You don't need a Work for Hire as they are not contributing to the song itself. However, you might want to make clear who owns the masters, recordings, mixes, etc. It might be your song, but if they did the recording, it belongs to them. Same for masters, mixes and such.

Rob, for copyright purposes, a Work for Hire is where you pay someone to provide you with content yet you keep the copyright. An advertising agency might be a good example; where they contact me to write a jingle for a product to air on the radio, TV, etc. I wrote the song, but because they hired me to do it, they own the rights to it. For that to happen, there has to be an executed contract, blah, blah, blah.
 
It might be your song, but if they did the recording, it belongs to them. Same for masters, mixes and such.

Normally it is the person/organisation who paid for the recording who own it but the songwriter always owns the copyright on the song itself so should always receive songwriting royalties. There are also agreements about performer royalties too.

The online company will probably have their terms and conditions available on their website so it is important that you read and understand them.
 
But if you're *paying them* to mix / master (hopefully not the same person), then the recording is the payer's.

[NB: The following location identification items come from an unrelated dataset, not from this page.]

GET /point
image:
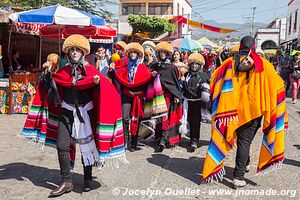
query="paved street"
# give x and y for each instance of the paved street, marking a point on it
(26, 173)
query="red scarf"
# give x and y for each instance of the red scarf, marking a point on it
(142, 77)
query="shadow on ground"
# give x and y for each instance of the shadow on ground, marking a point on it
(189, 168)
(40, 176)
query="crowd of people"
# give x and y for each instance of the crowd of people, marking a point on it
(107, 102)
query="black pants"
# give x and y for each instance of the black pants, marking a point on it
(126, 109)
(285, 75)
(194, 119)
(245, 136)
(63, 145)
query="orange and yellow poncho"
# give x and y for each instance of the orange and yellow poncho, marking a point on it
(236, 101)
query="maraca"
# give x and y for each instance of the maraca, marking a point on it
(115, 57)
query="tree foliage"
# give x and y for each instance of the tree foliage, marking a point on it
(154, 25)
(96, 7)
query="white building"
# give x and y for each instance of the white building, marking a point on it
(157, 8)
(271, 36)
(293, 27)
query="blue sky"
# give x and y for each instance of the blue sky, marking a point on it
(236, 10)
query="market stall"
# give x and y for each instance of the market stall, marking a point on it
(17, 92)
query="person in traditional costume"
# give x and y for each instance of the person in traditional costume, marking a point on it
(149, 57)
(168, 130)
(222, 57)
(131, 80)
(119, 49)
(77, 104)
(193, 88)
(245, 89)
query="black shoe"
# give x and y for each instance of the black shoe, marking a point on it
(87, 185)
(64, 187)
(194, 145)
(133, 148)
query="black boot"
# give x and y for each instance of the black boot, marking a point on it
(133, 144)
(162, 145)
(87, 184)
(64, 187)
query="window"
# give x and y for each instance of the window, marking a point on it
(160, 9)
(133, 8)
(295, 22)
(290, 25)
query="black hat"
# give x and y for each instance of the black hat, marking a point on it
(247, 43)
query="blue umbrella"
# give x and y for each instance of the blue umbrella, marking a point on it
(58, 15)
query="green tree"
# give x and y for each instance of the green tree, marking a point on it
(96, 7)
(153, 25)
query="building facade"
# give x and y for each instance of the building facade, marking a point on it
(272, 36)
(293, 26)
(159, 8)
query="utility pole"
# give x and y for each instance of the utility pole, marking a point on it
(252, 24)
(251, 21)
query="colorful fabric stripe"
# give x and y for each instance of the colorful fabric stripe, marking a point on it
(227, 91)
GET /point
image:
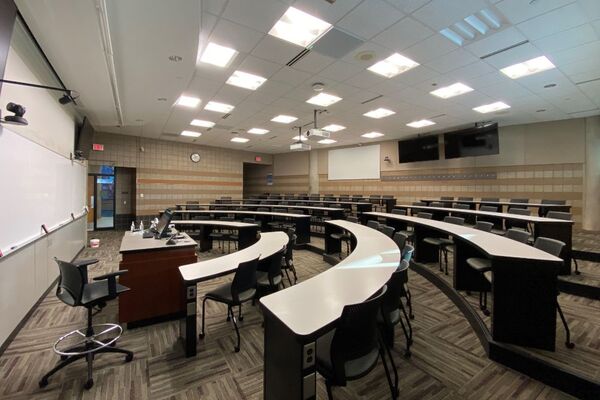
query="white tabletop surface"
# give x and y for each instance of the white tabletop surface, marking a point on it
(312, 304)
(241, 212)
(268, 244)
(133, 241)
(515, 217)
(491, 244)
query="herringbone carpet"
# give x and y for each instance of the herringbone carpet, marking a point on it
(447, 362)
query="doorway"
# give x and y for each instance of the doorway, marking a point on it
(101, 199)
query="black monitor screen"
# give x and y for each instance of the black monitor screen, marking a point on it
(472, 142)
(418, 149)
(164, 221)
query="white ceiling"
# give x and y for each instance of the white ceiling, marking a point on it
(146, 32)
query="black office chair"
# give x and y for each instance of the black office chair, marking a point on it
(393, 308)
(74, 290)
(352, 349)
(239, 291)
(442, 243)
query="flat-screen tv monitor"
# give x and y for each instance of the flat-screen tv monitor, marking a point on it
(418, 149)
(472, 142)
(84, 138)
(162, 228)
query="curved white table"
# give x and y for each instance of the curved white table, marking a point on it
(297, 316)
(269, 244)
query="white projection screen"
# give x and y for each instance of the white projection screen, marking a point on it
(354, 163)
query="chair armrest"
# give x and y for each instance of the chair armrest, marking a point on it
(112, 281)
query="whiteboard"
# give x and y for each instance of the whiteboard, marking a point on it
(37, 186)
(354, 163)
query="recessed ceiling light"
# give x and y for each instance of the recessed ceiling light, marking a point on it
(455, 89)
(379, 113)
(486, 108)
(217, 55)
(190, 134)
(393, 65)
(298, 27)
(218, 107)
(528, 67)
(202, 123)
(258, 131)
(245, 80)
(284, 119)
(188, 101)
(323, 99)
(333, 128)
(420, 123)
(327, 141)
(372, 135)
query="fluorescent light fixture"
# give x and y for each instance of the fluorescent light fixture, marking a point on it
(327, 141)
(379, 113)
(393, 65)
(217, 55)
(284, 119)
(478, 24)
(333, 128)
(486, 108)
(372, 135)
(245, 80)
(421, 123)
(453, 36)
(300, 28)
(202, 123)
(218, 107)
(323, 99)
(455, 89)
(528, 67)
(188, 101)
(258, 131)
(190, 134)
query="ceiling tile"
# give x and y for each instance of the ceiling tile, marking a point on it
(370, 18)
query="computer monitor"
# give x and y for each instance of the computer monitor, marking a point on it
(162, 228)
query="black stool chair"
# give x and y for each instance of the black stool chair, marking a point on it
(74, 290)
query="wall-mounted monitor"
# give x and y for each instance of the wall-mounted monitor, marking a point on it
(472, 142)
(418, 149)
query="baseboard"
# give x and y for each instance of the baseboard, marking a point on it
(24, 320)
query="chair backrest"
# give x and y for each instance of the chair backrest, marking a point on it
(484, 226)
(71, 283)
(517, 234)
(398, 211)
(244, 278)
(454, 220)
(424, 215)
(400, 239)
(373, 224)
(548, 245)
(356, 334)
(407, 253)
(559, 215)
(387, 230)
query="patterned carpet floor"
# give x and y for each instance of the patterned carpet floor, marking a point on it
(447, 363)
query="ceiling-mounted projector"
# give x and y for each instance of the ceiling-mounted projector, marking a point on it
(317, 134)
(299, 147)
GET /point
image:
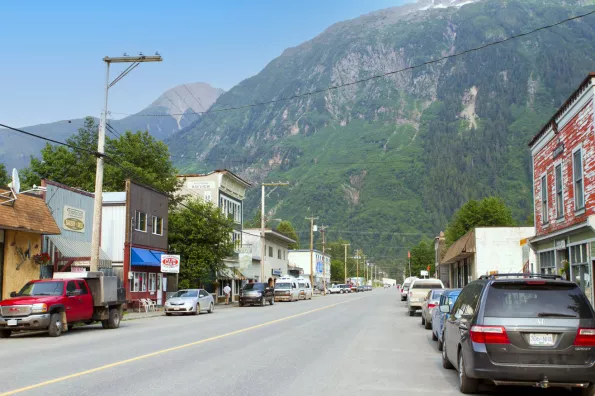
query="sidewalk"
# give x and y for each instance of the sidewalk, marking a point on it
(134, 315)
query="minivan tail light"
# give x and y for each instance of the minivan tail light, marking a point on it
(585, 337)
(489, 335)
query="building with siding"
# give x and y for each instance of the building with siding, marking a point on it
(134, 233)
(24, 219)
(563, 154)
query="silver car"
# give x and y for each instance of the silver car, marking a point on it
(190, 301)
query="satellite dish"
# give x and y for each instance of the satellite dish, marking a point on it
(16, 182)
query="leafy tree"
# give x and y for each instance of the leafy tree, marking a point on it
(422, 255)
(4, 177)
(200, 234)
(490, 211)
(286, 228)
(145, 159)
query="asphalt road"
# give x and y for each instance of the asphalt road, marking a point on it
(336, 345)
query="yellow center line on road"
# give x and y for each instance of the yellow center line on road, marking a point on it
(167, 350)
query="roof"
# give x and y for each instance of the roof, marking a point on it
(114, 197)
(463, 247)
(563, 108)
(29, 213)
(223, 171)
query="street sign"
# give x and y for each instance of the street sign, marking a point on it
(170, 263)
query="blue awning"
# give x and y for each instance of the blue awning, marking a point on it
(145, 257)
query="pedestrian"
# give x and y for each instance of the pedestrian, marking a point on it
(227, 290)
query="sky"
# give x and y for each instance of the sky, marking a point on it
(51, 52)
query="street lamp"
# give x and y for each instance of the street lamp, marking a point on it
(135, 61)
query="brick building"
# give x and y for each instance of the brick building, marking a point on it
(563, 154)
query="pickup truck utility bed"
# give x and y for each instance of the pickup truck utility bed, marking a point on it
(57, 304)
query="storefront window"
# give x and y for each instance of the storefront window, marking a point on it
(580, 271)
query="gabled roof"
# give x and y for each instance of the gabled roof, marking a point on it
(28, 213)
(563, 108)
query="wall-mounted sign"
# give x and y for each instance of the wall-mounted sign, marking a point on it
(201, 185)
(170, 263)
(73, 219)
(558, 150)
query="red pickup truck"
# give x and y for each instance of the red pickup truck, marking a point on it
(57, 304)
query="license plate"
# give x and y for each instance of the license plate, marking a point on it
(541, 339)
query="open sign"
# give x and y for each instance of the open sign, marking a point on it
(170, 263)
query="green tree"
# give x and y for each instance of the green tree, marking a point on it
(422, 255)
(137, 156)
(4, 177)
(286, 228)
(200, 234)
(489, 212)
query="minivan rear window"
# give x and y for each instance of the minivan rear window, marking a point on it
(522, 300)
(427, 285)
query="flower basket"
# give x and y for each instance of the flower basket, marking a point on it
(42, 258)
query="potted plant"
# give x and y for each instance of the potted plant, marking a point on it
(42, 258)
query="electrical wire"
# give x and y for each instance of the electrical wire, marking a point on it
(377, 76)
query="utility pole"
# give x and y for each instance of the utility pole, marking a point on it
(97, 205)
(345, 272)
(322, 228)
(263, 224)
(312, 248)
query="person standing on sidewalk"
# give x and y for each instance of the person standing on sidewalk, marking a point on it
(227, 290)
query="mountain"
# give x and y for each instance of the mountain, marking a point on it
(387, 161)
(175, 108)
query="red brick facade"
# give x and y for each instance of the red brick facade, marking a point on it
(577, 133)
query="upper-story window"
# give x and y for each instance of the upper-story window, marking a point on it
(544, 212)
(559, 192)
(157, 225)
(579, 190)
(140, 221)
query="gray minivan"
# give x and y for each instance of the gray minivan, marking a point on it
(517, 329)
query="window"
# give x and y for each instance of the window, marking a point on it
(140, 221)
(138, 283)
(547, 262)
(152, 282)
(157, 225)
(544, 214)
(579, 193)
(559, 192)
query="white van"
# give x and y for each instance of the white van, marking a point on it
(287, 289)
(305, 288)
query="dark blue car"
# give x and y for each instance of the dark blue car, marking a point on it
(439, 318)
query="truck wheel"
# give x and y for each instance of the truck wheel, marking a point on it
(113, 321)
(55, 328)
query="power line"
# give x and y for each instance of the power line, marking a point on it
(377, 76)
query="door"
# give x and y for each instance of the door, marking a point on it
(85, 300)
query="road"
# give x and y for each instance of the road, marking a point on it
(334, 345)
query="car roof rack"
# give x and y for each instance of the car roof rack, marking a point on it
(522, 275)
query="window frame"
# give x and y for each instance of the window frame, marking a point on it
(559, 190)
(137, 214)
(579, 150)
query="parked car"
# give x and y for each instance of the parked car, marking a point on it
(518, 329)
(429, 306)
(287, 289)
(257, 293)
(55, 305)
(189, 301)
(418, 291)
(405, 288)
(449, 297)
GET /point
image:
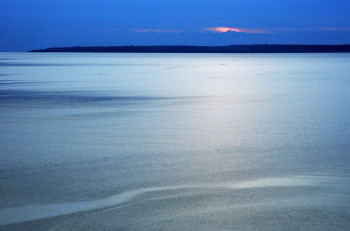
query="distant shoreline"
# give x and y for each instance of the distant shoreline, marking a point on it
(260, 48)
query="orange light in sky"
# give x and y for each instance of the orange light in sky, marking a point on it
(226, 29)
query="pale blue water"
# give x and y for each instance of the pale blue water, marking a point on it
(174, 141)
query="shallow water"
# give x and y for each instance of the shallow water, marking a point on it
(174, 141)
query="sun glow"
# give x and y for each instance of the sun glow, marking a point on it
(226, 29)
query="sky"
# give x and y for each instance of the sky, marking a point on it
(35, 24)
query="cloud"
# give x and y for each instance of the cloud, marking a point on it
(156, 31)
(238, 30)
(334, 29)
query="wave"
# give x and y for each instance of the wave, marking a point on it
(29, 213)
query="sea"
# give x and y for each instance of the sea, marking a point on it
(132, 141)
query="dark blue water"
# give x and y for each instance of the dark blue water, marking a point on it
(174, 141)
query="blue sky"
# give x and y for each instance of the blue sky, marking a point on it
(33, 24)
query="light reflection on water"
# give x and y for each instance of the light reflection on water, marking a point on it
(77, 129)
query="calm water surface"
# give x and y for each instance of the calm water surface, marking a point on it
(174, 141)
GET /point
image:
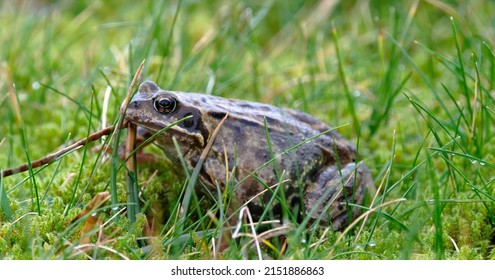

Then there's a level of (???) after that whether the mix settings are the "property" of the mixing engineer -- I've seen people argue that. I don't really understand it -- If someone is paying me to mix their stuff, it's their mix. I give them absolutely everything (personally, I don't want the responsibility to archive it anyway). That said - If they don't have the exact same setup as I do (for instance, I'm probably mixing in Samplitude and certainly using a bunch of plugs that the client may not have, plus any analog processing), it isn't going to do them a lot of good anyway. Hell, I've sent photos of the settings that I used on my gear. If it helps them in some way, I have no idea. But they paid, they asked, I don't have any big secrets.
 
Chilli thanks for that. Oddly that's what I always do, give them the right to use the product for X years in X territory, and if they require sole control in that period, as in I can't flog it elsewhere it's built into pricing, it it tun bounces back. It also could be responsible for occasional blips in my experiments with distribution. Somebody in Indonesia shazzamed one of my old pieces of music, how? Where did they hear it?

I rather like dealing with my rights,mount also negotiating use with others. All kinds of interesting things happen, even cease and desist letters! Long time ago but one BIG name got involved in one project when the orchestrator of the hit tried to prevent me using the music, and it turned out he'd accepted a buy out fee for it and had NO rights at all.